Finish those how-to guides you’ve been putting off
Capture and preserve more institutional knowledge in way less time
Delight people with how much documentation you deliver
Get the gratification of helping everyone around you succeed
FAQs
Why is it important to preserve institutional knowledge?
It’s important for companies to preserve institutional knowledge because collective intellectual capital is a form of intellectual property. Experiences, insights, and skills accumulated on the job and over time are just as valuable as patents, copyrights, trademarks, and trade secrets. If you preserve institutional knowledge, you can prevent knowledge from leaving the building, help new hires succeed, address information silos, improve efficiency and productivity, accelerate decision-making and reduce risk, adapt to business change, provide consistent customer experiences, increase employee engagement and retention, support organizational learning and innovation, and create a competitive advantage.
How can I speed up institutional knowledge transfer?

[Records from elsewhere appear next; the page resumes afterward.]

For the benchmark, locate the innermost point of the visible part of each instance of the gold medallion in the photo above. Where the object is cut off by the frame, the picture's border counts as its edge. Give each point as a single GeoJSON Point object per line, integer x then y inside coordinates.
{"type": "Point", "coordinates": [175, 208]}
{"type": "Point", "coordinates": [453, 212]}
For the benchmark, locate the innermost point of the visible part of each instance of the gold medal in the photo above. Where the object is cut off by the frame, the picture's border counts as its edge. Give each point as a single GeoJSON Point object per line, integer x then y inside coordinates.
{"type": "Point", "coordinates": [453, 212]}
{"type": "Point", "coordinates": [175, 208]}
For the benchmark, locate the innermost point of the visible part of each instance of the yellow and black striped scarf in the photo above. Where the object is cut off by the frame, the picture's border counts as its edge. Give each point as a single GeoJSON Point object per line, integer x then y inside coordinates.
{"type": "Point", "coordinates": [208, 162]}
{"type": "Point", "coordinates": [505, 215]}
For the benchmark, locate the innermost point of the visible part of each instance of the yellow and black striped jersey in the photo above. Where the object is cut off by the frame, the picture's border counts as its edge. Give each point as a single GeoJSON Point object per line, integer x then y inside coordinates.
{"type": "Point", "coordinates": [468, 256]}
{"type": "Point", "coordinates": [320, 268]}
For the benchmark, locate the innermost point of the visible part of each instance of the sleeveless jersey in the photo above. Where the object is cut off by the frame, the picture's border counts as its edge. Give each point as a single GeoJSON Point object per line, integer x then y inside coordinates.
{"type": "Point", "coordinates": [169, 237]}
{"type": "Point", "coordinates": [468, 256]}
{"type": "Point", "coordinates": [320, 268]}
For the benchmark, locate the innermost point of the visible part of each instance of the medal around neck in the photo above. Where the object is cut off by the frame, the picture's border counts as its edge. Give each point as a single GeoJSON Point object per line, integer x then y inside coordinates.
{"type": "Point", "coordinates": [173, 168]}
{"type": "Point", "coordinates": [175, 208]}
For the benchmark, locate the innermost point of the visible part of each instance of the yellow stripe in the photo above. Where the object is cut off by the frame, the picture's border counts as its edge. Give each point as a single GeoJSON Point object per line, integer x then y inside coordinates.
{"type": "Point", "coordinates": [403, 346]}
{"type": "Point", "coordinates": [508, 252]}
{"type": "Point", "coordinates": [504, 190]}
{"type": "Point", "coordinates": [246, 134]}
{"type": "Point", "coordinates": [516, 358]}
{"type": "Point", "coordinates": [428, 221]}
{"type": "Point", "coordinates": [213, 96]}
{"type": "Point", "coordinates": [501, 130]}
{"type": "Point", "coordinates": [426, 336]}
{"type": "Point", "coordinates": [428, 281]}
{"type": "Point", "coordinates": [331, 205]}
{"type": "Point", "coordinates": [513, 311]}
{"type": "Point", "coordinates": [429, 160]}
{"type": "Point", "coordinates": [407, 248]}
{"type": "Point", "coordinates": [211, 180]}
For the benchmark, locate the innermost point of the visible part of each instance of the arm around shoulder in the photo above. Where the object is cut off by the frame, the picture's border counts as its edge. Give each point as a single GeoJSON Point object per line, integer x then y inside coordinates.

There are lots of ways to accelerate knowledge transfer. Taking the pain out of process documentation is a good place to start. What can be automated, and captured while you work? Creating training manuals people actually want to use is equally important. Cutting down dense text, using visuals when possible, and making your documentation easy to access are table stakes. Avoiding long videos—and leaning into perfectly cropped, annotated screenshots—can also go a long way. Other tips: Guide people step-by-step. Anticipate common questions (and answer them proactively). Break complex processes into smaller, more manageable pieces. Group tutorials for related tasks together to help people learn more efficiently. Leverage online learning platforms to make information faster to find. Codify knowledge-sharing expectations in job descriptions and ladders. Last but not least? Celebrate your Knowledge Champions. By empowering others to learn and evolve key business processes, they’re unlocking your next phase of growth.